Dirinya menggambarkan jawaban Anies pada waktu ditanyakan polusi dan juga banjir di tempat DKI Jakarta beberapa waktu lalu.
“Waktu ditanya warga masalah polusi udara DKI Ibukota yang dimaksud amat buruk, Pak Anies menyalahkan angin tidaklah punya KTP. Waktu banjir parah melanda Jakarta, Pak Anies menyalahkan cuaca ekstrem. Sekarang tidaklah dapat tiket partai, Pak Anies menyalahkan kekuasaan,” kata Grace di keterangannya, Hari Sabtu (31/8/2024).
Grace menjelaskan, istana khususnya Presiden Jokowi tidaklah pernah terlibat campur di pencalonan siapa pun pada pemilihan gubernur 2024.
“Urusan pencalonan Pemilihan Kepala Daerah adalah ranah internal partai, istana tak terlibat campur. Terlalu mudah melempar tuduhan, tapi gak menyodorkan bukti-bukti. Hal ini jelas tidak ada bertanggung jawab, cuma mengotori ruang percakapan publik,” kata Grace.
Diberitakan sebelumnya, mantan Gubernur DKI DKI Jakarta Anies Baswedan mengomentari tentang dirinya didorong agar masuk partai urusan politik atau memproduksi parpol. Anies mempertanyakan kembali apakah ada partai yang mana sekarang tidaklah tersandera oleh kekuasaan?
“Ada yang mana usul supaya saya masuk partai atau bikin partai politik, nah begini, kalau masuk partai pertanyannya partai mana yang mana sekarang tidak ada tersandera oleh kekuasaan?” kata Anies pada laman YouTube pribadinya, Hari Jumat (30/8/2024).
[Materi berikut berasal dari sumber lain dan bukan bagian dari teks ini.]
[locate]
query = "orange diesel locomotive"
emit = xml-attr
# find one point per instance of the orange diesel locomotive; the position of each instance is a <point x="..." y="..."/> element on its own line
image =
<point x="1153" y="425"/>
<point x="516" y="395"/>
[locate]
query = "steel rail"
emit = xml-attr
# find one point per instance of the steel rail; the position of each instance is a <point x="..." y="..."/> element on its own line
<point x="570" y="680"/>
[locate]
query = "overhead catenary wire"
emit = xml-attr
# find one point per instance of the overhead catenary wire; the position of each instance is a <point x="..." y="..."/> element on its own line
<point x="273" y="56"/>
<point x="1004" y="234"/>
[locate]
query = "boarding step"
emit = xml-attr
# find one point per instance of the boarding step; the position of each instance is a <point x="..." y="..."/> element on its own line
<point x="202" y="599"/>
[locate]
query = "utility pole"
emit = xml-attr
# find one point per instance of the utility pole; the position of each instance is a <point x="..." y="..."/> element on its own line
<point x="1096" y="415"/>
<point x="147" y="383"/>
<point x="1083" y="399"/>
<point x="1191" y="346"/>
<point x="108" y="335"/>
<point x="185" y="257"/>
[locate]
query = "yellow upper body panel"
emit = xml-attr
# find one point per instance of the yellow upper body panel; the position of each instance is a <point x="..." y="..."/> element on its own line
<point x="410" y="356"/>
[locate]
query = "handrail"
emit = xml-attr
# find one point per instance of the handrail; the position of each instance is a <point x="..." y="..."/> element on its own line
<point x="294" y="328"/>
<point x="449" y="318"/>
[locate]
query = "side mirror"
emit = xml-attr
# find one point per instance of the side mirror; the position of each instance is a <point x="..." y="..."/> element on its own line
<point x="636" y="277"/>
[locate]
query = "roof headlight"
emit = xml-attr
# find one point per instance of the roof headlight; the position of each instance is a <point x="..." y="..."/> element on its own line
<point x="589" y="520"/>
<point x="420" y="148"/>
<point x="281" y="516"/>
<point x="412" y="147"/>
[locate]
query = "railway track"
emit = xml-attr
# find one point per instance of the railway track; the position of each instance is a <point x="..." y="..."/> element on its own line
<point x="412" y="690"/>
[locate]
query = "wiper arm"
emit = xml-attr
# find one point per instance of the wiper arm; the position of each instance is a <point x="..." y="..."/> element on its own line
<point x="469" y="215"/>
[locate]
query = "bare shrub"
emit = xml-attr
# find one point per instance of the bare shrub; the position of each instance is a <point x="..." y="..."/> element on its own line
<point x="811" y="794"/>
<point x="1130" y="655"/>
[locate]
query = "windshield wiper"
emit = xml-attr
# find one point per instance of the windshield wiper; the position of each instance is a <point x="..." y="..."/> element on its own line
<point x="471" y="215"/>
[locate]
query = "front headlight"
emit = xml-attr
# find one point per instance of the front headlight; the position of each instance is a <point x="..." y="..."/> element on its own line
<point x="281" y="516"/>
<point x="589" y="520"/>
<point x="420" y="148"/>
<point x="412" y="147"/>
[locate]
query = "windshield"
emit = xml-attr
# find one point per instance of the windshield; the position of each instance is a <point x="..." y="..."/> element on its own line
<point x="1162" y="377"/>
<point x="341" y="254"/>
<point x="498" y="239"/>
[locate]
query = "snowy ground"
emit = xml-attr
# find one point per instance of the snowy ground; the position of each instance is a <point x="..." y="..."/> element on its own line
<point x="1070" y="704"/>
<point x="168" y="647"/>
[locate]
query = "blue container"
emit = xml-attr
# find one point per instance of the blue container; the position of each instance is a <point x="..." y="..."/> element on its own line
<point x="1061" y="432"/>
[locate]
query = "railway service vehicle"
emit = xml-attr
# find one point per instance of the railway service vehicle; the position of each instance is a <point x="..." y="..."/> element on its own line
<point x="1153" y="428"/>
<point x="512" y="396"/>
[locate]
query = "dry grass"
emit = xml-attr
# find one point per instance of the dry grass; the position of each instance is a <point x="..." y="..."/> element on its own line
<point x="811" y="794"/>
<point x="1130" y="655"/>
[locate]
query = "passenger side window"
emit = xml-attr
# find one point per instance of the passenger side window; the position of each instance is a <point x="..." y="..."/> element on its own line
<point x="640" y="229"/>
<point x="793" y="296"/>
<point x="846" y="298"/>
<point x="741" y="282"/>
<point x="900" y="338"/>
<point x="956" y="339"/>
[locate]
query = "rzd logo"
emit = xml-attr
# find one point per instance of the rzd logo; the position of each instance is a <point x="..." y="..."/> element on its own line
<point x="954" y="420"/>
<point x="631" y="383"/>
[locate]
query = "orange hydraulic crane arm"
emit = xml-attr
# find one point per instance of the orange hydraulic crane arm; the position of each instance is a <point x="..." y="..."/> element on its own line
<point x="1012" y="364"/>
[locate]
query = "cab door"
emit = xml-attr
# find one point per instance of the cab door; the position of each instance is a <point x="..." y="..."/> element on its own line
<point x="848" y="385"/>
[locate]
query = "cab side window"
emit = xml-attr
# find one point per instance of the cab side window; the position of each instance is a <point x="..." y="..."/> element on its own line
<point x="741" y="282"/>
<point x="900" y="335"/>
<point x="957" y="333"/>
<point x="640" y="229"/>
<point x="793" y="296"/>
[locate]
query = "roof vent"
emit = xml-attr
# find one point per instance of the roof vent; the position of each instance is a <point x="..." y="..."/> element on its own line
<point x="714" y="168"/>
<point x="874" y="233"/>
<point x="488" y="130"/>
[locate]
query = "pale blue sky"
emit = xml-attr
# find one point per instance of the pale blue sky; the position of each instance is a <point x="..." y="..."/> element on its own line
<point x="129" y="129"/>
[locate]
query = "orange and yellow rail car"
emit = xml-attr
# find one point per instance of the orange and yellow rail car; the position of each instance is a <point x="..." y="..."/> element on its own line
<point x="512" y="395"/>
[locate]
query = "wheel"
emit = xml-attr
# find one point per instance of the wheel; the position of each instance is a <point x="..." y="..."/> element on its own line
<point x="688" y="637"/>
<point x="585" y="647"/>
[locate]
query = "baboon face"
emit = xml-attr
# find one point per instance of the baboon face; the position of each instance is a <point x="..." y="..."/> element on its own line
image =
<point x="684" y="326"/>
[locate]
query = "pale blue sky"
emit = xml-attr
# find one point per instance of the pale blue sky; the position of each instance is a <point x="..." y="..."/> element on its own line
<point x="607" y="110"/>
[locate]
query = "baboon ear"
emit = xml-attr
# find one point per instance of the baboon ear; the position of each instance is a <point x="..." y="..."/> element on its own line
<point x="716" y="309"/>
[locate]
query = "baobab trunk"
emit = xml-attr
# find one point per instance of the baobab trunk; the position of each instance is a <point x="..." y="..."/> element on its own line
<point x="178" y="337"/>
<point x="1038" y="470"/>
Anies mengatakan, jangankan masuk untuk bergabung, baru mencalonkan semata telah terancam. Oleh oleh sebab itu itu, Anies meminta-minta agar publik meninjau langkahnya ke depan seperti apa.
“Jangankan dimasuki, mencalonkan cuma terancam. Agak berisiko juga bagi yang mengusulkan, jadi ini adalah sebuah kenyataan nih. Jadi kita lihat sekadar ke depannya,” ujarnya.
Diketahui Anies Baswedan telah terjadi menyatakan bukan mengikuti pemilihan kepala daerah 2024 baik di dalam DKI Jakarta maupun Jawa Barat.